Met with an open brief and a wide range of possible avenues down which to take the Shangri-La School, my first task was to decide upon the target market of the program and how best to reach them. I initially concluded that with my own international perspective, I would be best able to design a program for other overseas students. While I felt that my experiences at a university at the UK and knowledge of the summer programs frequently advertised was vital in designing and structuring my own research program, it was often challenging to communicate this to colleagues at SISC. Not only was the language barrier often a problem in conveying my ideas, but ideas themselves were sometimes questioned as they seemed inappropriate for the domestic audience that the colleagues were familiar with. Despite this, after sharing my own motives for coming to China and experience with programs in the UK, I was able to produce a convincing argument for creating a program for the international market.
While my knowledge of this market certainly did prove helpful in structuring the program, I also struggled with assessing what research projects would be most beneficial to the local area. Being in an unfamiliar environment, It took several weeks to obtain a good understanding of Shangri-La and the resources available here. Listening to the colleagues and visiting previous SISC projects, I was finally able to discern the vital role of wild-life and biodiversity in the area as well as seeing first-hand the impact of rapid urbanisation in Shangri-La. From this, I could determine the research that would be most valuable for students to conduct in a limited time period, given the abundance of resources available at the SISC.
In spite of this, I was still largely unfamiliar with the cost of several elements necessary to run the Shangri-La School, such as hiring an A-Yi (local lady to help with cooking and housework), a mini-bus and driver and maintenance costs of the Napalinka centre. This proved to be problematic when trying to calculate an accurate budget for the program, and more importantly, the cost for students. By thoroughly researching online, approaching local people and seeking help from the colleagues, I compiled a cost projection spreadsheet, making alterations over the duration of my stay.
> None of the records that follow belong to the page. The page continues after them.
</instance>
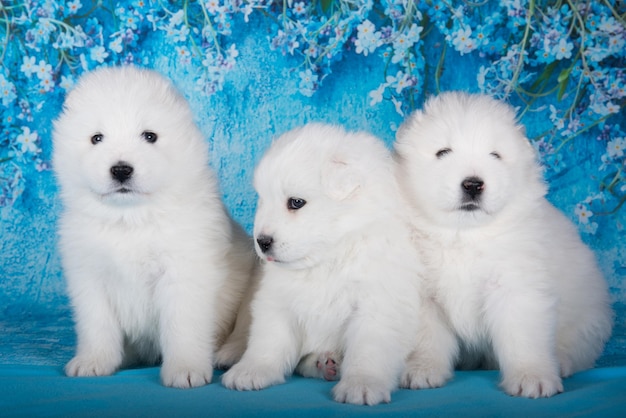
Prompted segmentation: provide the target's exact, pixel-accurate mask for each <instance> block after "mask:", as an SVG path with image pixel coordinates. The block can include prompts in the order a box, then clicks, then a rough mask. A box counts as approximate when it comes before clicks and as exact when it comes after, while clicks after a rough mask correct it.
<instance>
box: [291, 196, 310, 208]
mask: <svg viewBox="0 0 626 418" xmlns="http://www.w3.org/2000/svg"><path fill="white" fill-rule="evenodd" d="M304 205H306V200H304V199H300V198H299V197H290V198H289V199H287V209H289V210H298V209H301V208H302V207H303V206H304Z"/></svg>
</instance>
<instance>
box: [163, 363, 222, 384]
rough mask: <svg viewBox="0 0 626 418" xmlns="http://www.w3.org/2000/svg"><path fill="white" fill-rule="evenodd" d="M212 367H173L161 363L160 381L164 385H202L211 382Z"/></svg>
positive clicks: (207, 383) (209, 382)
mask: <svg viewBox="0 0 626 418" xmlns="http://www.w3.org/2000/svg"><path fill="white" fill-rule="evenodd" d="M212 378H213V369H212V368H210V367H209V368H206V369H205V370H201V368H198V369H194V368H188V367H173V366H166V365H163V366H162V367H161V382H162V383H163V385H164V386H168V387H173V388H179V389H189V388H195V387H198V386H204V385H207V384H209V383H211V379H212Z"/></svg>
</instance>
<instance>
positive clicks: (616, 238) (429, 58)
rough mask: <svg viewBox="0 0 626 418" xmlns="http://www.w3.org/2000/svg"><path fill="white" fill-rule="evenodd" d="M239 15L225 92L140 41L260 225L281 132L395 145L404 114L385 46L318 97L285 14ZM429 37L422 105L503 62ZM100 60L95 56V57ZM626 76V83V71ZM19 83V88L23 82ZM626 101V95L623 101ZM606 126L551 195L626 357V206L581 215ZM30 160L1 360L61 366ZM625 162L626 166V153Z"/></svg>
mask: <svg viewBox="0 0 626 418" xmlns="http://www.w3.org/2000/svg"><path fill="white" fill-rule="evenodd" d="M59 3H65V2H59ZM68 3H70V2H68ZM86 3H87V2H86ZM120 3H124V2H120ZM135 3H137V2H135ZM3 4H6V2H3ZM106 19H107V18H106V15H102V16H101V20H102V21H103V22H106V21H107V20H106ZM234 20H235V21H236V23H237V27H236V28H235V29H234V30H233V33H232V34H231V35H230V36H229V37H228V42H229V43H232V44H235V45H236V47H237V50H238V53H239V55H238V57H237V60H236V64H235V66H234V68H233V69H232V70H230V71H228V72H226V73H225V75H224V77H225V78H224V80H223V84H222V85H221V88H222V89H221V90H218V91H216V92H214V93H213V94H206V93H202V92H198V91H197V88H196V87H197V74H196V71H195V68H194V65H193V64H185V63H183V62H181V61H180V60H179V59H177V53H178V52H179V51H178V50H177V49H176V46H177V45H176V44H175V43H172V42H171V40H169V39H168V38H167V37H166V36H164V35H162V34H159V33H152V34H151V33H144V34H143V35H142V36H143V38H142V40H141V43H140V45H139V46H135V50H134V51H135V59H134V61H135V62H136V63H139V64H140V65H141V64H143V65H146V66H148V67H151V68H154V69H156V70H158V71H160V72H161V73H163V74H164V75H166V76H169V77H171V78H172V79H173V80H174V82H175V84H176V85H177V86H178V87H179V89H180V90H181V91H182V92H183V94H184V95H185V96H186V97H187V98H188V99H189V101H190V102H191V105H192V108H193V109H194V112H195V115H196V118H197V122H198V124H199V126H200V127H201V130H202V131H203V132H204V134H205V135H206V138H207V140H208V141H209V142H210V144H211V164H212V166H213V168H214V169H215V170H216V171H217V173H218V175H219V179H220V182H221V187H222V191H223V194H224V199H225V202H226V205H227V206H228V208H229V209H230V210H231V212H232V214H233V215H234V217H235V218H236V220H237V221H239V222H240V223H241V224H242V225H244V227H246V229H248V231H250V229H251V226H252V222H253V215H254V208H255V199H256V197H255V194H254V191H253V189H252V186H251V176H252V171H253V168H254V165H255V163H256V161H258V159H259V158H260V156H261V155H262V152H263V151H264V150H265V149H266V147H267V146H268V144H269V143H270V141H271V140H272V138H274V137H275V136H276V135H279V134H281V133H283V132H285V131H287V130H289V129H291V128H293V127H296V126H299V125H302V124H303V123H305V122H309V121H324V122H332V123H339V124H343V125H344V126H346V127H347V128H350V129H362V130H366V131H369V132H372V133H374V134H376V135H378V136H380V137H381V138H383V139H384V140H385V141H386V143H388V144H389V145H391V143H392V141H393V138H394V135H395V132H394V130H395V129H396V127H397V126H398V125H399V124H400V123H401V121H402V120H403V117H402V116H401V115H400V114H399V113H398V112H397V111H396V108H395V106H394V104H393V103H392V102H391V101H390V100H384V101H382V102H381V103H378V104H375V105H371V104H370V100H371V97H370V96H369V93H370V92H372V91H373V90H375V89H376V88H378V86H379V85H380V84H381V81H383V80H385V76H386V74H387V63H386V62H385V61H383V60H381V59H380V58H379V57H378V56H377V55H375V54H370V55H368V56H365V55H364V54H362V53H357V52H356V51H355V50H354V47H350V45H353V44H350V45H348V44H349V42H347V43H346V45H347V46H344V48H343V51H342V53H341V56H340V57H339V58H336V59H334V61H333V62H332V63H331V64H332V67H330V68H332V71H331V72H330V73H328V74H326V75H327V77H326V78H325V79H324V82H323V83H320V85H319V86H318V87H317V90H316V91H315V92H314V94H312V95H311V96H310V97H307V96H306V95H303V94H302V93H301V88H300V86H299V83H298V80H299V77H298V71H299V70H297V68H298V67H299V66H300V65H301V63H302V59H301V57H300V56H298V54H294V55H291V54H289V53H287V54H282V53H281V52H280V51H279V50H277V49H274V48H271V47H270V38H271V36H272V34H275V33H276V23H275V22H276V21H275V20H272V19H270V18H269V17H267V16H266V15H263V14H261V13H253V14H252V15H251V16H250V22H248V23H243V22H242V21H241V17H235V18H234ZM622 29H623V27H622ZM15 33H17V35H13V37H11V38H10V40H11V42H17V41H19V32H15ZM355 33H356V30H355ZM621 33H622V36H623V34H624V33H623V32H621ZM7 36H8V35H7ZM16 36H17V37H18V39H17V41H16V38H15V37H16ZM355 36H356V35H355ZM7 39H9V38H7ZM352 41H354V38H352V39H351V42H352ZM422 42H423V43H422V46H421V48H422V51H423V58H424V60H425V63H426V65H425V67H424V69H423V76H424V77H423V81H422V84H421V87H420V88H421V89H417V87H416V91H417V92H418V93H417V94H414V95H412V96H411V97H410V99H411V100H415V99H417V101H416V102H415V103H413V106H414V107H419V106H420V103H421V101H422V100H423V97H424V96H425V95H426V94H430V93H433V92H436V91H437V90H438V89H439V90H442V91H443V90H452V89H462V90H467V91H471V92H476V91H479V87H478V84H477V81H476V75H477V73H478V72H479V71H480V67H481V66H490V65H492V60H493V57H489V56H486V55H484V54H479V53H466V54H460V53H459V52H457V51H455V50H453V49H451V48H450V47H449V46H448V47H446V45H448V44H447V43H446V41H445V39H444V35H443V34H441V33H438V32H436V31H434V32H432V33H431V34H430V35H428V36H426V37H425V38H424V39H423V41H422ZM18 43H19V42H18ZM129 48H130V47H129ZM444 48H448V49H447V52H446V53H445V55H444V59H443V61H441V62H439V60H440V57H441V56H442V52H443V50H444ZM18 52H19V51H18V49H14V50H13V49H11V48H7V49H6V50H5V54H4V57H3V59H4V62H3V63H2V71H3V73H4V75H5V77H7V79H9V80H10V79H11V76H14V77H15V75H16V73H18V72H19V64H21V60H20V58H19V57H20V55H19V54H18ZM31 52H32V51H31ZM109 52H110V53H111V51H109ZM12 54H13V55H12ZM111 54H112V53H111ZM111 57H112V56H111ZM111 57H109V58H110V59H109V61H105V62H104V64H112V63H117V62H123V61H124V57H121V58H119V59H117V61H115V60H111ZM142 57H143V58H142ZM11 59H13V60H14V62H13V63H12V62H11ZM620 59H621V61H619V62H618V63H621V64H620V65H622V68H623V67H624V66H625V65H624V64H625V63H624V59H623V55H622V57H621V58H620ZM438 64H443V66H442V67H441V70H442V71H441V73H437V65H438ZM58 65H59V66H61V64H60V63H59V64H58ZM97 65H99V63H97V62H94V63H90V64H89V65H88V66H89V67H90V68H94V67H96V66H97ZM55 68H56V67H55ZM81 71H82V70H81V69H80V68H75V69H74V71H72V74H74V75H76V76H77V75H78V74H79V73H80V72H81ZM436 73H437V74H436ZM621 77H622V78H621V79H620V80H617V81H618V82H620V83H622V84H621V85H622V87H623V83H624V75H623V73H621ZM15 78H16V77H15ZM58 81H59V80H57V82H58ZM16 84H17V82H16ZM16 91H18V93H19V88H18V89H17V90H16ZM53 93H54V94H52V93H51V94H45V95H42V96H41V97H42V99H41V100H40V102H39V107H37V106H33V108H32V109H31V110H32V119H30V120H29V121H28V126H30V127H31V129H32V130H35V129H36V131H37V134H38V146H39V147H40V153H39V154H38V158H39V159H40V160H41V161H43V162H44V165H45V163H46V162H49V159H50V151H51V138H50V134H51V120H52V119H54V118H55V117H56V116H57V115H58V113H59V111H60V109H61V103H62V100H63V90H61V89H60V88H57V89H56V90H55V91H54V92H53ZM406 97H407V96H405V98H406ZM510 101H511V103H512V104H514V105H516V106H520V105H521V104H522V103H521V101H520V100H519V98H518V97H516V96H515V95H512V96H511V97H510ZM557 102H558V100H557V99H556V97H555V96H554V95H552V96H547V97H545V98H543V99H541V100H540V101H539V103H543V107H541V106H538V109H539V111H536V112H527V113H526V114H525V115H524V117H523V119H522V122H523V123H524V124H525V125H526V127H527V131H528V135H529V137H533V138H534V137H537V136H539V135H540V134H541V133H542V132H544V131H545V129H546V128H547V127H549V126H550V120H549V111H548V110H547V109H548V106H549V105H550V104H551V103H554V104H558V103H557ZM407 103H408V99H407V102H405V103H404V105H405V109H406V108H407V106H408V107H409V108H410V104H408V105H407ZM623 103H624V101H623V98H622V99H621V101H619V102H618V104H619V105H620V106H621V104H623ZM10 106H11V107H0V110H2V112H3V116H2V118H1V120H2V123H3V126H2V135H3V136H5V138H4V139H2V140H0V145H1V146H3V147H6V149H5V150H3V154H2V155H0V157H3V156H4V155H5V154H6V155H9V154H10V152H9V153H5V152H4V151H6V150H8V149H9V148H10V147H11V146H13V145H14V142H15V141H14V139H15V137H16V135H18V134H19V133H20V132H21V131H20V130H19V129H16V128H15V126H18V125H19V121H18V122H15V119H11V121H12V122H11V121H9V119H8V116H7V115H9V114H10V111H11V109H13V110H15V109H16V108H18V107H19V105H18V103H17V101H14V102H12V103H11V105H10ZM610 121H611V122H612V123H613V124H615V125H616V126H619V127H621V128H620V129H621V132H623V130H624V129H625V123H626V122H625V120H624V110H623V108H621V107H620V109H619V111H618V113H617V114H614V115H612V116H611V119H610ZM607 123H608V122H607ZM11 124H12V125H11ZM598 135H599V134H598V132H597V129H596V130H589V131H587V132H584V133H582V134H580V135H578V136H576V137H575V138H574V139H573V140H572V141H570V142H568V143H567V145H566V146H565V147H564V148H563V150H562V153H561V154H560V155H559V161H558V164H557V163H555V162H554V161H553V160H549V161H546V164H547V166H548V169H547V171H546V178H547V180H548V181H549V183H550V187H551V190H550V194H549V199H550V200H551V201H552V202H553V203H554V204H555V205H556V206H557V207H559V208H560V209H561V210H562V211H563V212H564V213H565V214H566V215H567V216H568V217H569V218H570V219H572V221H573V222H575V223H577V224H578V225H579V227H580V229H581V233H582V237H583V239H584V240H585V242H587V243H588V244H589V245H590V246H591V247H592V248H593V250H594V251H595V253H596V254H597V257H598V260H599V262H600V265H601V268H602V270H603V272H604V273H605V275H606V278H607V280H608V282H609V285H610V287H611V292H612V295H613V298H614V301H615V308H616V311H617V313H618V316H617V320H616V326H615V332H614V336H613V339H612V340H611V342H610V343H609V345H608V347H607V350H606V352H605V355H604V356H603V358H602V359H601V361H600V364H601V365H626V319H625V317H626V311H625V309H624V304H625V303H626V280H625V278H624V276H625V273H626V261H625V259H626V239H625V237H626V233H625V232H624V226H625V225H626V217H625V215H624V214H625V211H626V208H621V209H619V210H617V211H616V212H615V213H611V214H606V215H601V214H596V215H595V216H594V218H593V219H594V221H595V222H596V223H597V229H594V230H593V231H591V232H589V231H586V232H585V229H584V225H583V224H582V223H581V221H580V217H579V215H577V212H576V208H577V205H579V204H580V202H583V201H585V199H588V198H589V197H590V196H594V195H595V194H597V193H600V192H601V191H602V190H601V188H602V185H601V184H602V180H603V179H604V177H605V176H606V175H607V172H606V171H602V170H601V169H600V168H599V167H601V166H602V158H603V156H604V155H605V154H606V152H607V142H606V141H604V142H603V141H600V140H597V139H596V138H597V137H598ZM12 141H13V142H12ZM12 144H13V145H12ZM7 152H8V151H7ZM20 161H21V160H19V159H13V160H11V161H9V162H2V163H0V164H3V166H2V167H4V168H7V164H17V165H18V166H19V168H20V171H21V178H20V181H21V184H22V186H21V187H23V190H22V191H21V193H19V194H18V196H17V198H16V199H15V201H13V202H9V203H5V204H3V205H0V215H1V219H0V237H1V238H0V239H1V241H0V332H1V333H2V337H1V338H2V341H1V342H0V364H32V365H61V364H64V363H65V362H66V361H67V360H69V358H70V357H71V355H72V352H73V345H74V335H73V330H72V321H71V317H70V312H69V308H68V303H67V298H66V295H65V288H64V283H63V275H62V271H61V268H60V262H59V255H58V252H57V250H56V235H55V223H56V219H57V216H58V213H59V210H60V204H59V200H58V196H57V189H56V184H55V180H54V177H53V174H52V172H51V170H50V169H43V170H39V169H38V168H37V167H36V165H35V164H27V163H22V162H20ZM617 161H618V165H619V164H621V167H622V170H623V169H624V157H623V156H621V159H619V158H618V159H617ZM557 166H558V167H557ZM554 167H557V168H558V169H557V168H554ZM39 168H41V167H39ZM44 168H45V167H44ZM4 173H5V174H0V180H1V181H3V182H8V181H10V180H11V179H10V178H9V177H8V175H7V174H6V173H7V171H4ZM621 181H622V183H621V184H622V189H620V190H621V191H619V190H618V192H619V193H622V196H623V195H624V194H626V191H625V190H624V186H623V185H624V181H623V174H622V180H621ZM613 206H615V205H613ZM537 215H538V216H541V214H537Z"/></svg>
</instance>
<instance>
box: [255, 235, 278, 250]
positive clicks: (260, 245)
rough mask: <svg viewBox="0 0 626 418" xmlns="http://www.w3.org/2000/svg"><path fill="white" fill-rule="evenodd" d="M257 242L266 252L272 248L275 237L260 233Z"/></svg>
mask: <svg viewBox="0 0 626 418" xmlns="http://www.w3.org/2000/svg"><path fill="white" fill-rule="evenodd" d="M256 243H257V244H258V245H259V248H260V249H261V252H263V254H265V253H267V252H268V251H269V250H270V249H271V248H272V244H273V243H274V238H272V237H270V236H269V235H259V236H258V237H257V239H256Z"/></svg>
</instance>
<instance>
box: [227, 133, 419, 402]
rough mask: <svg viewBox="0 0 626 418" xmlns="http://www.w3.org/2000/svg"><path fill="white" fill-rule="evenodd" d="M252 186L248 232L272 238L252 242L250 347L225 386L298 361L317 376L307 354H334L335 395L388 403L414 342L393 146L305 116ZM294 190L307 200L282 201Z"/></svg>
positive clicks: (415, 327)
mask: <svg viewBox="0 0 626 418" xmlns="http://www.w3.org/2000/svg"><path fill="white" fill-rule="evenodd" d="M254 184H255V188H256V190H257V192H258V196H259V200H258V207H257V213H256V218H255V224H254V236H255V238H257V239H259V238H260V237H262V236H271V237H272V238H273V240H274V241H273V244H272V247H271V249H270V250H269V251H267V252H265V253H264V252H263V251H261V249H260V247H259V245H257V253H258V254H259V255H260V256H261V257H262V258H263V259H264V260H265V264H264V270H263V275H262V279H261V281H260V287H259V290H258V292H257V294H256V296H255V298H254V300H253V302H252V315H253V321H252V327H251V331H250V338H249V345H248V349H247V351H246V352H245V354H244V355H243V358H242V359H241V361H240V362H239V363H237V364H236V365H235V366H234V367H233V368H232V369H231V370H229V371H228V372H227V373H226V374H225V375H224V376H223V379H222V382H223V384H224V385H225V386H226V387H228V388H233V389H238V390H251V389H262V388H265V387H267V386H270V385H274V384H278V383H282V382H284V380H285V376H286V375H289V374H291V373H292V372H293V371H294V369H295V368H296V365H297V364H298V362H299V361H301V360H302V362H303V363H301V364H300V366H299V367H298V371H299V372H301V373H303V374H305V375H312V376H316V375H318V376H319V374H316V371H315V363H316V361H315V359H316V358H323V357H324V356H326V355H328V356H330V357H331V358H336V359H338V360H341V361H342V364H341V379H340V380H339V382H338V384H337V385H336V386H335V387H334V389H333V394H334V399H335V400H337V401H339V402H347V403H353V404H369V405H372V404H377V403H380V402H389V401H390V399H391V391H392V390H394V389H395V388H396V387H397V386H398V383H399V378H400V375H401V373H402V370H403V367H404V360H405V358H406V356H407V355H408V354H409V353H410V350H411V348H412V346H413V345H414V339H415V334H416V332H417V328H416V323H417V318H418V315H417V309H418V306H419V293H418V291H419V288H418V285H419V277H420V274H421V264H420V263H419V261H418V258H417V257H416V255H415V250H414V249H412V248H411V245H412V244H411V236H410V230H409V228H407V226H408V224H407V218H406V213H405V212H403V211H406V207H404V206H403V205H402V203H401V201H402V199H401V196H400V194H399V190H398V188H397V184H396V181H395V179H394V170H393V161H392V157H391V154H390V152H389V151H388V150H387V149H386V148H385V147H384V145H383V144H382V142H381V141H379V140H378V139H377V138H375V137H372V136H371V135H368V134H365V133H348V132H346V131H344V130H343V129H341V128H338V127H333V126H327V125H321V124H310V125H306V126H305V127H302V128H300V129H296V130H293V131H291V132H288V133H286V134H284V135H283V136H282V137H280V138H279V139H278V140H277V141H275V142H274V144H273V145H272V146H271V148H270V149H269V151H268V152H267V153H266V154H265V156H264V157H263V159H262V160H261V162H260V163H259V165H258V167H257V169H256V172H255V178H254ZM292 197H295V198H301V199H304V200H306V205H304V206H303V207H302V208H301V209H299V210H289V209H288V207H287V201H288V199H289V198H292ZM328 353H330V354H328ZM311 360H313V361H311ZM312 369H313V370H312ZM322 374H323V372H322Z"/></svg>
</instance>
This also became easier over time as I had more confidence to communicate with local people, and felt more secure in asking questions.
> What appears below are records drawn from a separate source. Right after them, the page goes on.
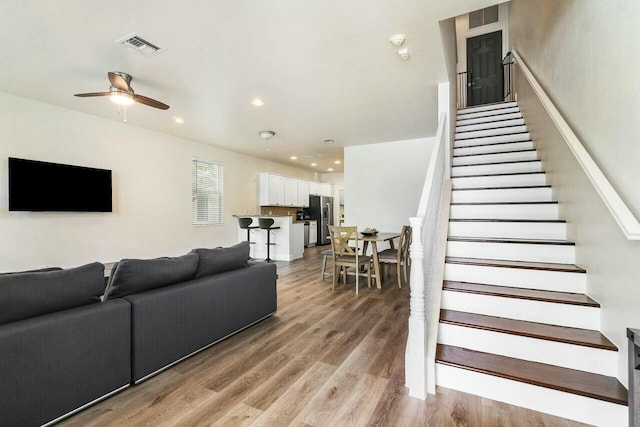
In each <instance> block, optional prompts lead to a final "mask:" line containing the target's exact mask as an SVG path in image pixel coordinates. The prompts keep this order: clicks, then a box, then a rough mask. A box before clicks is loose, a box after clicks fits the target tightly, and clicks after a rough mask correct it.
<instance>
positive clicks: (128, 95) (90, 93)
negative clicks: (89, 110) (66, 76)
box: [75, 71, 169, 110]
mask: <svg viewBox="0 0 640 427" xmlns="http://www.w3.org/2000/svg"><path fill="white" fill-rule="evenodd" d="M108 75H109V81H110V82H111V87H110V88H109V92H90V93H76V94H75V96H79V97H89V96H110V97H111V100H112V101H113V102H115V103H116V104H120V105H131V104H133V103H134V102H138V103H140V104H144V105H148V106H149V107H153V108H159V109H161V110H168V109H169V106H168V105H167V104H164V103H162V102H160V101H156V100H155V99H151V98H148V97H146V96H142V95H136V94H135V93H134V92H133V88H132V87H131V79H132V78H133V77H131V76H130V75H129V74H127V73H122V72H119V71H113V72H112V71H109V73H108Z"/></svg>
Working independently on the Shangri-La School project has indubitably challenged me to work quickly and efficiently without specific deadlines. At times, it was difficult to come up with new and interesting ideas when working alone and to execute these without the time pressures of a fixed schedule. I found that by designating certain days to work in the office I could be productive without the distractions of being in the centre. Overall, I preferred the flexibility of working this way as it allowed me to explore the area and enjoy the best of the weather without losing focus on the task in hand.